Совершенно однородные требования возникают беспрестанно и по отношению к эстетике, требования, кончающиеся упреками живописным яблокам в меньшей питательности по сравнению с настоящими. С этой точки живопись и вся эстетика, конечно, не выдерживают сравнения с лотками разносчиков, а о том, имеет ли критика право на подобные требования, никто не спрашивает. Действительно, становясь на беспочвенное основание личного вкуса, каждый вправе требовать того, что ему в данную минуту желательно, и нечего удивляться оглушительной разноглаголице, среди которой раздаются, между прочим, и такие соображения. «Искусством называется все от Гомера и Рафаэля до парикмахерского и поваренного дела. А как весьма трудно, если не невозможно, провести резкую черту между доброй, нравственно питательной и развратительной сторонами дела, то, во избежание зла, надо устранить самое дело, т. е. выкинуть искусство вообще из человеческой деятельности».

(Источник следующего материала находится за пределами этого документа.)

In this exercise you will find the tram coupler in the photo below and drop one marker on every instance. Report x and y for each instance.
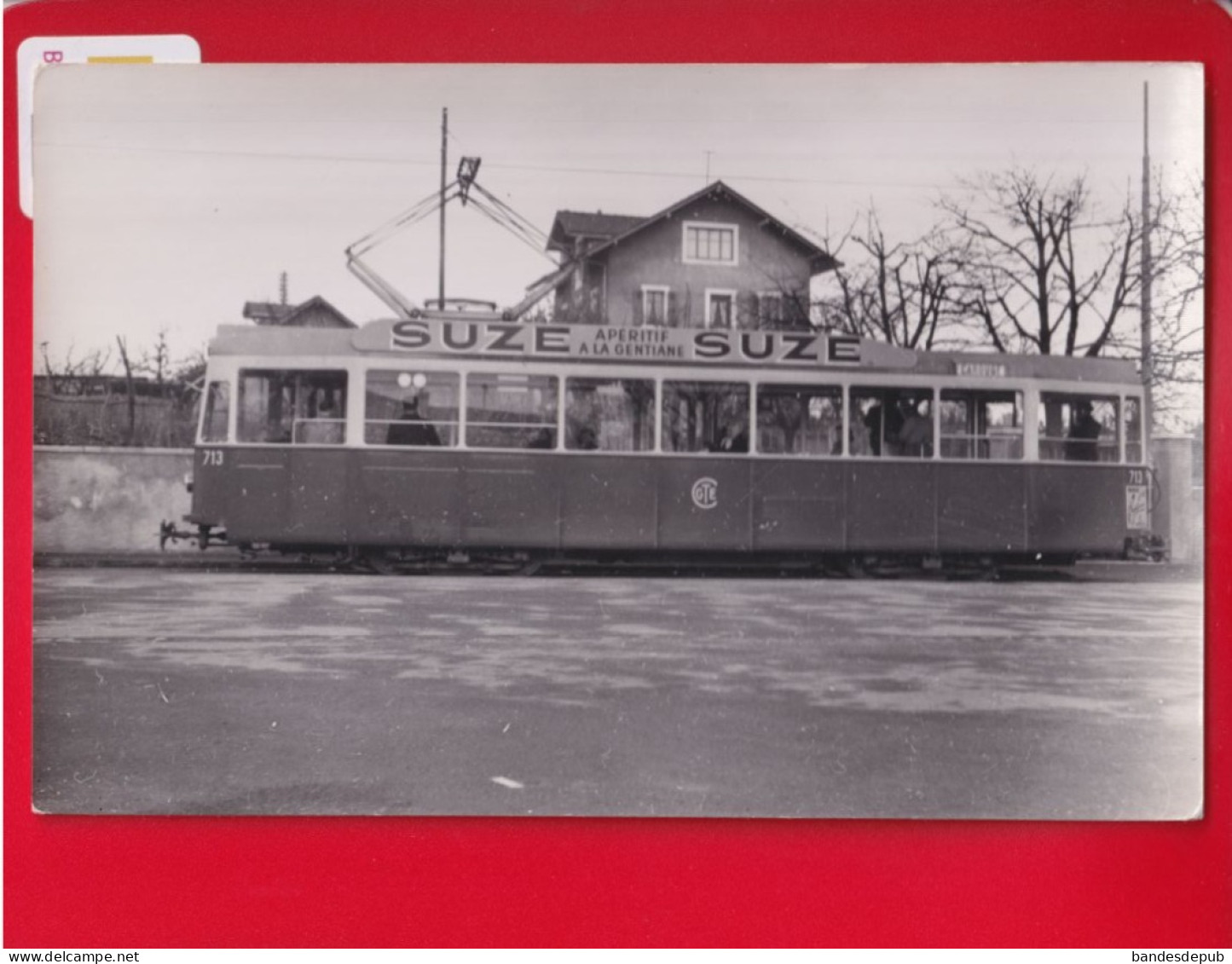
(1148, 547)
(205, 536)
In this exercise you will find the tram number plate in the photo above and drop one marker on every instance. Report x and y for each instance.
(1137, 507)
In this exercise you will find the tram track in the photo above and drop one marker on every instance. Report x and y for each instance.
(224, 560)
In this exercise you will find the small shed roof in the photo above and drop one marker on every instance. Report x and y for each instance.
(570, 224)
(292, 315)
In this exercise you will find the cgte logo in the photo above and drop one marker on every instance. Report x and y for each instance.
(705, 493)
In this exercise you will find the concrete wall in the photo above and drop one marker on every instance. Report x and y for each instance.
(1179, 514)
(107, 500)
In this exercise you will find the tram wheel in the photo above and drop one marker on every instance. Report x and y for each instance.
(379, 563)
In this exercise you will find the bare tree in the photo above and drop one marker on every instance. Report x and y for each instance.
(896, 292)
(1046, 272)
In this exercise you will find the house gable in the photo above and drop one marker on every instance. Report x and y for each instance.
(711, 259)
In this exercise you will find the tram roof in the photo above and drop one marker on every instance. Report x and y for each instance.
(470, 338)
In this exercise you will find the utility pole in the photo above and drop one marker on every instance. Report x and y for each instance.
(445, 133)
(1146, 268)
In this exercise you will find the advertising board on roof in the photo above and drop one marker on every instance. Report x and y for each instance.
(610, 343)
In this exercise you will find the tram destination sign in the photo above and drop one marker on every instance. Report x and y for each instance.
(611, 343)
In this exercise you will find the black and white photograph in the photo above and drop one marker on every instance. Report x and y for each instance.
(722, 441)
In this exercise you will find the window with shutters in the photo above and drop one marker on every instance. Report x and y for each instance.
(655, 304)
(706, 243)
(720, 308)
(770, 309)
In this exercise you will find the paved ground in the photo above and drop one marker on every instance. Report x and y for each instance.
(171, 691)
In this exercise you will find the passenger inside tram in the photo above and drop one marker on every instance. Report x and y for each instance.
(413, 430)
(736, 436)
(1083, 437)
(916, 436)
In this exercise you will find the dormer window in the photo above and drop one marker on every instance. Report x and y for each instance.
(708, 243)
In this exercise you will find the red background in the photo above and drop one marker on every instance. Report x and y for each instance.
(188, 881)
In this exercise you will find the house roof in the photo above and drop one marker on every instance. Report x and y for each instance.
(587, 224)
(819, 259)
(291, 315)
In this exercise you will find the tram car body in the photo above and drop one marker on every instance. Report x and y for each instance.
(460, 437)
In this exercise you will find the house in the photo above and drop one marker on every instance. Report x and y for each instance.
(712, 260)
(313, 313)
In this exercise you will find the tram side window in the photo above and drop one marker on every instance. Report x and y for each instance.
(1132, 429)
(609, 414)
(213, 421)
(892, 421)
(409, 407)
(1079, 429)
(800, 420)
(980, 425)
(705, 416)
(292, 407)
(512, 410)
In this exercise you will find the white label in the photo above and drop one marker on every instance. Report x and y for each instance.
(1137, 507)
(36, 53)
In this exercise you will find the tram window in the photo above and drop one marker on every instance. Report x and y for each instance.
(213, 423)
(800, 420)
(409, 407)
(892, 421)
(1079, 429)
(1132, 429)
(512, 410)
(980, 425)
(705, 416)
(292, 407)
(609, 414)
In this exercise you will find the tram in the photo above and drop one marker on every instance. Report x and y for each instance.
(466, 438)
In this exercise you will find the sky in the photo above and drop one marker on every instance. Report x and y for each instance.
(166, 196)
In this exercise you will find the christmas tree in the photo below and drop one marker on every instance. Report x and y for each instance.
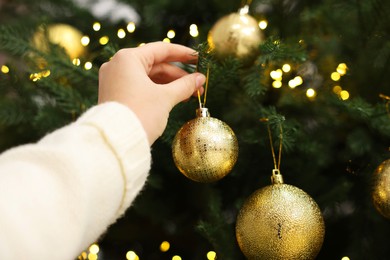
(317, 80)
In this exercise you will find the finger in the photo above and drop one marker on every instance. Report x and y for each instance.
(182, 88)
(164, 73)
(162, 52)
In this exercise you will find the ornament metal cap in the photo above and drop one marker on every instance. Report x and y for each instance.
(203, 112)
(276, 177)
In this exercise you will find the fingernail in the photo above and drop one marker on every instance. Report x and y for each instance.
(200, 80)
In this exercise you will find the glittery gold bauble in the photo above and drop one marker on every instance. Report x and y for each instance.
(205, 149)
(280, 221)
(64, 35)
(381, 189)
(237, 35)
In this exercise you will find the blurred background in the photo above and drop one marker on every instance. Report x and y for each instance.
(319, 70)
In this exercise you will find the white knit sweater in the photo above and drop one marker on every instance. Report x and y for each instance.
(59, 195)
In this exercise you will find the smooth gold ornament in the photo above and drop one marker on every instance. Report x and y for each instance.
(381, 189)
(237, 34)
(280, 221)
(205, 149)
(64, 35)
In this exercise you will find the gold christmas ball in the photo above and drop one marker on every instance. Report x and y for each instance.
(236, 34)
(381, 189)
(205, 149)
(64, 35)
(280, 221)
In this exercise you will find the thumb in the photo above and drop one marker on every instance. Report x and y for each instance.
(182, 88)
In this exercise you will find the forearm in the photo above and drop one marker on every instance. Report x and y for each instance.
(63, 192)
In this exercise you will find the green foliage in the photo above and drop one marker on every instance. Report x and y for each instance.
(330, 146)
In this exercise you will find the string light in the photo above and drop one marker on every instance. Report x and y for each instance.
(171, 34)
(121, 34)
(276, 74)
(88, 65)
(337, 89)
(277, 84)
(293, 83)
(211, 255)
(85, 40)
(194, 30)
(311, 93)
(344, 95)
(342, 69)
(131, 255)
(263, 24)
(39, 75)
(76, 61)
(4, 69)
(164, 247)
(335, 76)
(130, 27)
(104, 40)
(96, 26)
(286, 67)
(92, 256)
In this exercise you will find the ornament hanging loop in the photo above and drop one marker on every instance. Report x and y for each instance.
(202, 105)
(387, 99)
(276, 176)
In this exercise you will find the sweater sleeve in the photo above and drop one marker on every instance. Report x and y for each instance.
(59, 195)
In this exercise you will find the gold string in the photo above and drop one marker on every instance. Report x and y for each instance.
(276, 162)
(387, 98)
(202, 105)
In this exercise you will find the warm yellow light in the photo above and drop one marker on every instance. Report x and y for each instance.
(344, 95)
(104, 40)
(276, 74)
(310, 93)
(35, 76)
(4, 69)
(171, 34)
(164, 247)
(88, 65)
(96, 26)
(335, 76)
(295, 82)
(76, 61)
(121, 34)
(211, 255)
(263, 24)
(45, 73)
(342, 69)
(298, 80)
(342, 66)
(92, 256)
(286, 67)
(277, 84)
(194, 30)
(94, 249)
(131, 255)
(85, 40)
(130, 27)
(337, 89)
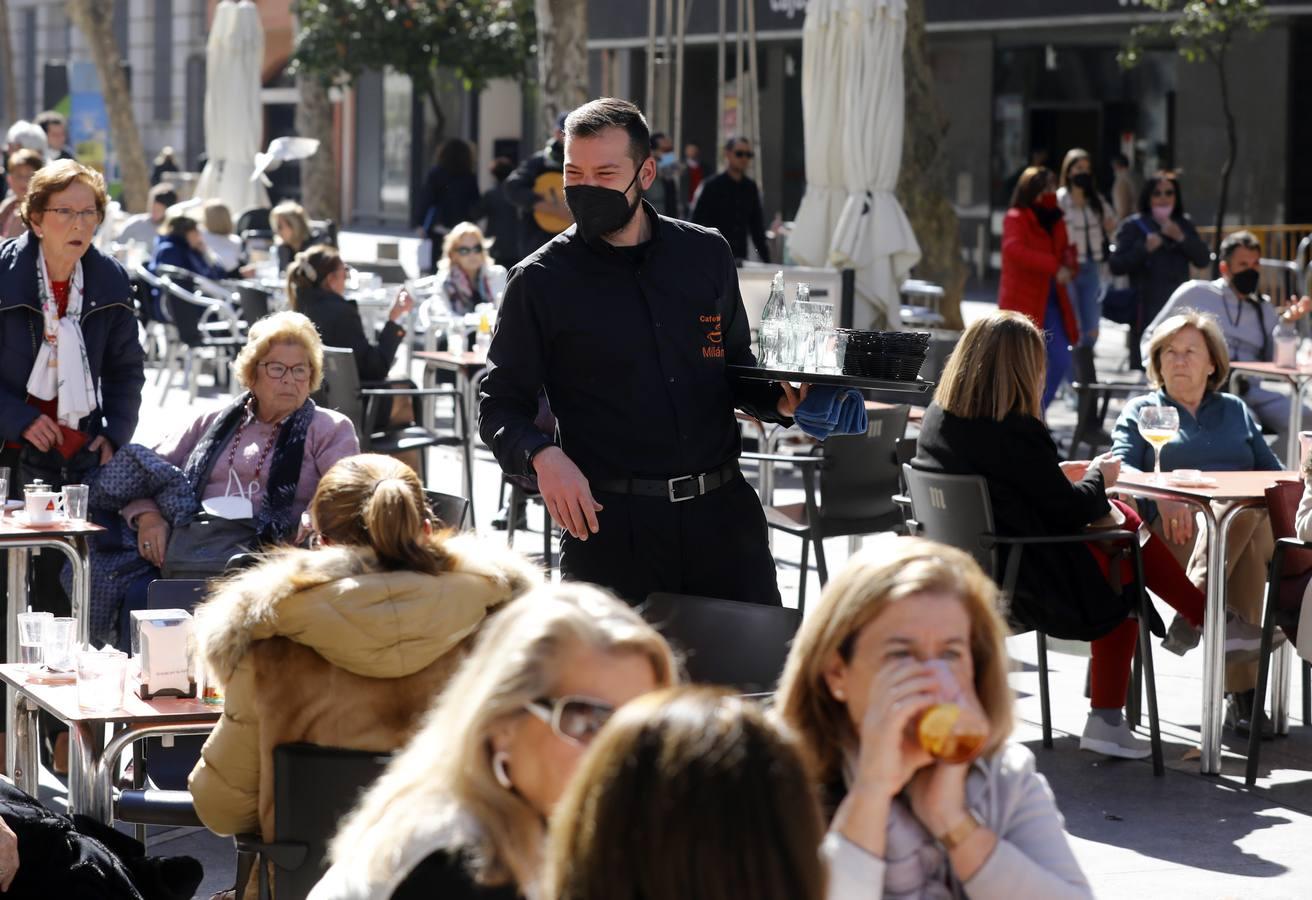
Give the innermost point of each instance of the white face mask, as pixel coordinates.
(232, 505)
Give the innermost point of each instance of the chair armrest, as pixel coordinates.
(781, 458)
(407, 391)
(1115, 534)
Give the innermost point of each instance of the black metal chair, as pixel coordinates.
(955, 509)
(448, 508)
(341, 391)
(858, 479)
(314, 787)
(1286, 579)
(726, 642)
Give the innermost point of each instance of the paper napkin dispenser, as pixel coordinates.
(162, 646)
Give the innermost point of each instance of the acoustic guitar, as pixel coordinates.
(554, 218)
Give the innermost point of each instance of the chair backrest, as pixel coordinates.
(953, 509)
(448, 508)
(175, 593)
(340, 388)
(1282, 505)
(860, 474)
(726, 642)
(314, 787)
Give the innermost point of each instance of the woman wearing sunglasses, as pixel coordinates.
(461, 812)
(1155, 247)
(466, 273)
(343, 646)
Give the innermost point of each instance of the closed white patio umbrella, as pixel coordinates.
(853, 106)
(234, 114)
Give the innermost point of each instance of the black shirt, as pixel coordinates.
(734, 207)
(631, 356)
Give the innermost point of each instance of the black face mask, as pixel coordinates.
(1245, 282)
(600, 211)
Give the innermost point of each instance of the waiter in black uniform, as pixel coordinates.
(627, 319)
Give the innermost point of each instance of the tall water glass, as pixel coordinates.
(75, 501)
(32, 631)
(1159, 425)
(101, 676)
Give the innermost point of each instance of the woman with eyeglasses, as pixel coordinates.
(1155, 247)
(461, 812)
(466, 273)
(343, 646)
(72, 365)
(316, 286)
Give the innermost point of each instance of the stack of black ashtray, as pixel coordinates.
(892, 354)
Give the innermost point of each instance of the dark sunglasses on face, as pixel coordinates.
(575, 719)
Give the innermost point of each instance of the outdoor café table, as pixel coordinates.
(1241, 491)
(466, 366)
(92, 762)
(1298, 379)
(19, 539)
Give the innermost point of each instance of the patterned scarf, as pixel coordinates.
(62, 369)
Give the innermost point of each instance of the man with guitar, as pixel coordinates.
(538, 189)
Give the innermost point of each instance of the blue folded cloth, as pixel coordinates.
(832, 411)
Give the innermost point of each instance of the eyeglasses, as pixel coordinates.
(63, 215)
(277, 371)
(575, 719)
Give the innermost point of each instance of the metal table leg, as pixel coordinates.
(17, 598)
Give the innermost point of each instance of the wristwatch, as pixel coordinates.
(957, 835)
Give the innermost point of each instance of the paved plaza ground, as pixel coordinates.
(1136, 836)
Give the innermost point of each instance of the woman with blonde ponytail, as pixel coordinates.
(345, 644)
(316, 286)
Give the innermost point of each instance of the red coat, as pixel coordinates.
(1030, 260)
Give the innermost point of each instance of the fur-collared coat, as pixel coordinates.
(327, 648)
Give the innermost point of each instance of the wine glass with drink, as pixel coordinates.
(1159, 425)
(955, 728)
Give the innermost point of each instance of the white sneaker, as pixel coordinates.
(1113, 740)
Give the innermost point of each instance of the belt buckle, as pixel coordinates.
(701, 487)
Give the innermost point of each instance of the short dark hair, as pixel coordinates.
(163, 194)
(1240, 240)
(50, 117)
(1151, 184)
(594, 117)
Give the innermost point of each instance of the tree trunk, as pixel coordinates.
(95, 20)
(1228, 165)
(922, 181)
(562, 58)
(9, 110)
(318, 173)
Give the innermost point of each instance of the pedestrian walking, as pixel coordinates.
(629, 320)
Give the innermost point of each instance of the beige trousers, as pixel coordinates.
(1248, 552)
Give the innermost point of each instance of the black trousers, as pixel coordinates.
(710, 546)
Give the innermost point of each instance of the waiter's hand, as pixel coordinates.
(566, 492)
(793, 398)
(105, 449)
(42, 433)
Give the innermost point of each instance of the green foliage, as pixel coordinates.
(1201, 30)
(474, 40)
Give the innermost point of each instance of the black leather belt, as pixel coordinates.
(676, 490)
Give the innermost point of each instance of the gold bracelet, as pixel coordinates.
(958, 833)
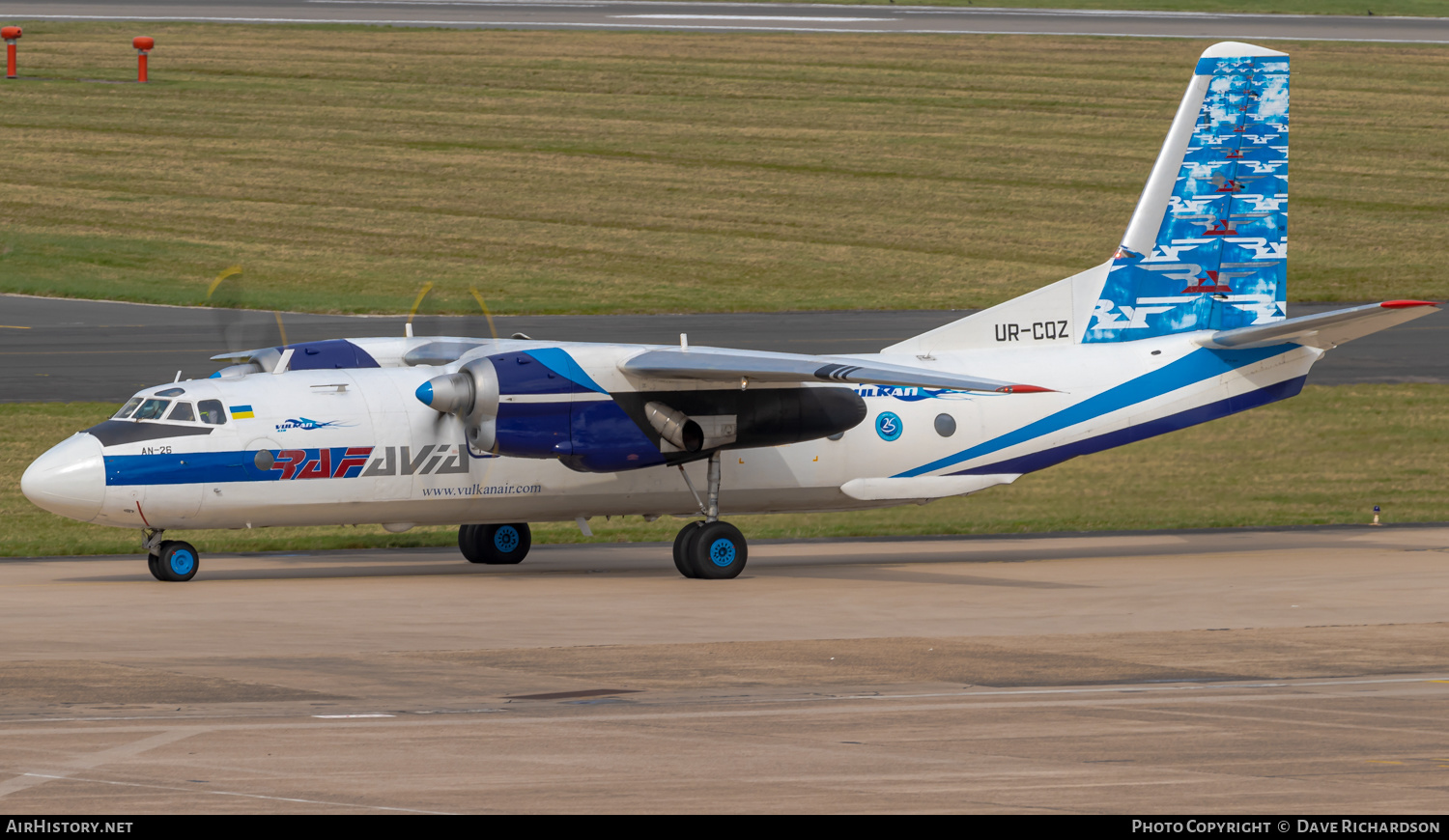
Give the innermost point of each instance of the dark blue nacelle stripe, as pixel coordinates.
(1141, 432)
(1191, 368)
(330, 355)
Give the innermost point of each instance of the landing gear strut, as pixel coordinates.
(709, 549)
(170, 561)
(495, 545)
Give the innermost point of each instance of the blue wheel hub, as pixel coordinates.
(183, 562)
(722, 552)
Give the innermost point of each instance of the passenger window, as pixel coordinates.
(153, 408)
(212, 411)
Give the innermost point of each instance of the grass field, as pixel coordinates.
(594, 173)
(1324, 457)
(1410, 8)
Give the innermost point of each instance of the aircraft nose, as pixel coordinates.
(70, 480)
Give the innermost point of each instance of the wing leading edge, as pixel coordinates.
(724, 365)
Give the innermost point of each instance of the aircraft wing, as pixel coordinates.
(724, 365)
(1323, 330)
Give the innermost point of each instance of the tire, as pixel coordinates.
(683, 542)
(719, 552)
(177, 561)
(469, 544)
(503, 545)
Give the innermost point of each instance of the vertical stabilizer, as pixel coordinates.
(1208, 245)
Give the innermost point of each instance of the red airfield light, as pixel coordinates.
(144, 45)
(11, 35)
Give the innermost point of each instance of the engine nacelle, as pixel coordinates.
(472, 396)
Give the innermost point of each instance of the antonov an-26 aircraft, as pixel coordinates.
(1184, 323)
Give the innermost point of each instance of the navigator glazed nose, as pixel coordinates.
(70, 480)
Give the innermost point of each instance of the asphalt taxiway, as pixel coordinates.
(632, 14)
(1220, 672)
(58, 350)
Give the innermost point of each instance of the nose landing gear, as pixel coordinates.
(709, 549)
(170, 561)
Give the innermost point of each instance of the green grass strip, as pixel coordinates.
(602, 173)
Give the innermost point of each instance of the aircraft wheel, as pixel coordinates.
(503, 545)
(177, 561)
(683, 544)
(469, 544)
(719, 552)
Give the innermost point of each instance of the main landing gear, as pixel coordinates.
(171, 561)
(709, 549)
(495, 545)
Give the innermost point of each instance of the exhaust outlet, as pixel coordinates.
(674, 426)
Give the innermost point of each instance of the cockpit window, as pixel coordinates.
(212, 411)
(151, 410)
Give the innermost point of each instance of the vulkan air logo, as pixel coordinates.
(365, 461)
(306, 425)
(889, 426)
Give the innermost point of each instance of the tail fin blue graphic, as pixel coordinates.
(1208, 246)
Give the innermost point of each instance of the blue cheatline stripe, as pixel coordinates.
(1141, 432)
(185, 468)
(564, 365)
(1194, 367)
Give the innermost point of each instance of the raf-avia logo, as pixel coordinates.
(889, 426)
(303, 423)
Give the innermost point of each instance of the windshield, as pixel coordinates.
(151, 410)
(212, 411)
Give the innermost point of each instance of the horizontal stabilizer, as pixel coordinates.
(721, 365)
(1324, 330)
(922, 486)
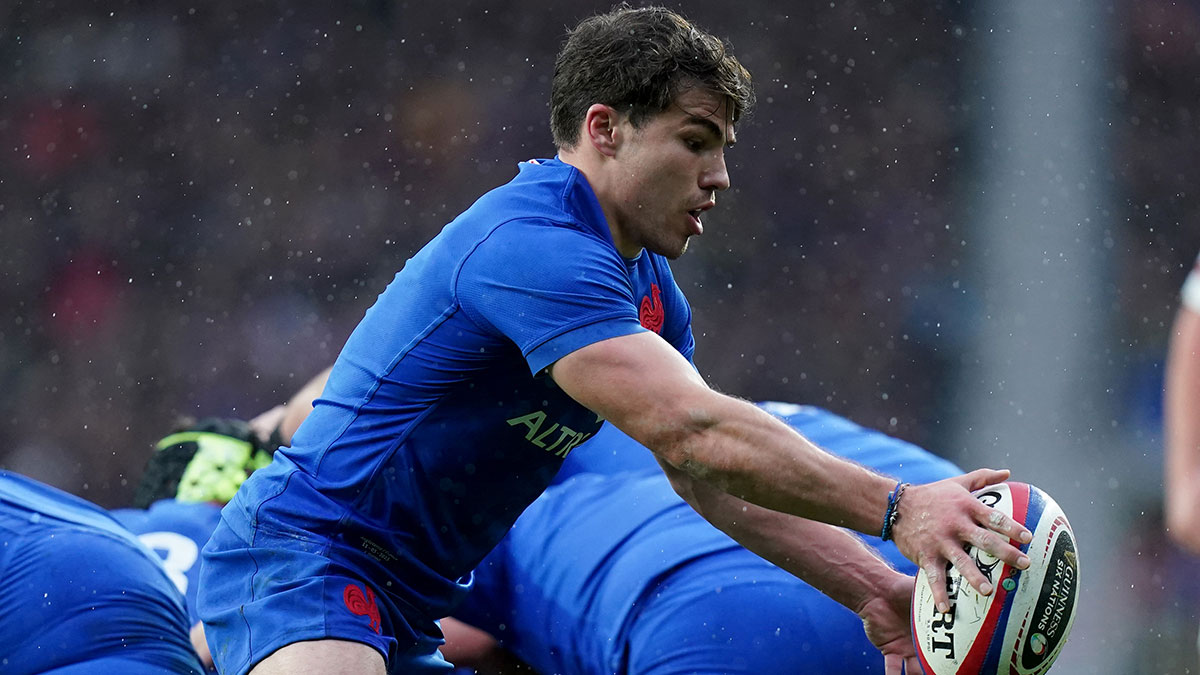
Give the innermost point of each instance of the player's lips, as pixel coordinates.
(696, 225)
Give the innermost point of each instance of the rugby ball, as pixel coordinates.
(1019, 628)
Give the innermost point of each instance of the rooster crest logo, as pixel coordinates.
(363, 604)
(651, 315)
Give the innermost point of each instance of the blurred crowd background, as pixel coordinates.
(199, 201)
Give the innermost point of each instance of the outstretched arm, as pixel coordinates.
(829, 559)
(648, 390)
(1182, 430)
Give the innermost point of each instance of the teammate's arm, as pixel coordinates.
(1182, 430)
(286, 418)
(648, 390)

В таком походе на искусство не принимается в соображение, что ту же трудность разграничения добра и зла представляют все, как естественные, так и искусственные явления. Несомненно, что не менее трудно определить различие между здоровым воздухом и заключающим губительные поветрия; но исключать за это воздух вообще из органического питания — мысль крайне оригинальная. Такой ребяческий прием конечно изумителен из уст критики. Тем не менее, в нашей литературе он применяется к самым важнейшим философским вопросам. В одном из предисловий Шопенгауэр, конечно в шутку, просит недовольного читателя написать на его книгу рецензию. Автор, только предлагающий, а никому не навязывающий свою теорию, слишком хорошо знает, как трудно шаг за шагом опровергнуть его положения, взятые из сущности дела, а не с воздуха. Но по нашему ребяческому приему дело выходит чрезвычайно легко. Недавно пришлось нам читать петербургскую критику, в которой учение Шопенгауэра опровергалось тем, что в качестве пессимизма оно не нравится критику, который, по-видимому, так оптимистически весело смотрит с берегов Невы на мироздание. С точки зрения критика мы вполне согласны относительно непригодности Шопенгауэра. По асфальту великолепных улиц и набережных (crediteposted) бесшумно несутся экипажи на каучуковых колесах, железные дороги со всех концов мчат муку, быков и гастрономические редкости, государство на свой счет содержит зрелища и увеселительные заведения, а журналы, ежедневно рассыпающие пряности, растут как грибы. При таких условиях утруждать голову изучением какой-либо последовательной системы значило бы причинять себе зло и добровольно впадать в пессимизм. Да Бог с ним! Не короче ли, узнав, что это неприятный гость, оставить его за дверью? Пишущий эти строки, к сожалению, не находится в таком удобном положении. Взявшись объяснить текст перевода, мы вынуждены с ним знакомиться, указав на основание эстетических требований, — короче: познавать.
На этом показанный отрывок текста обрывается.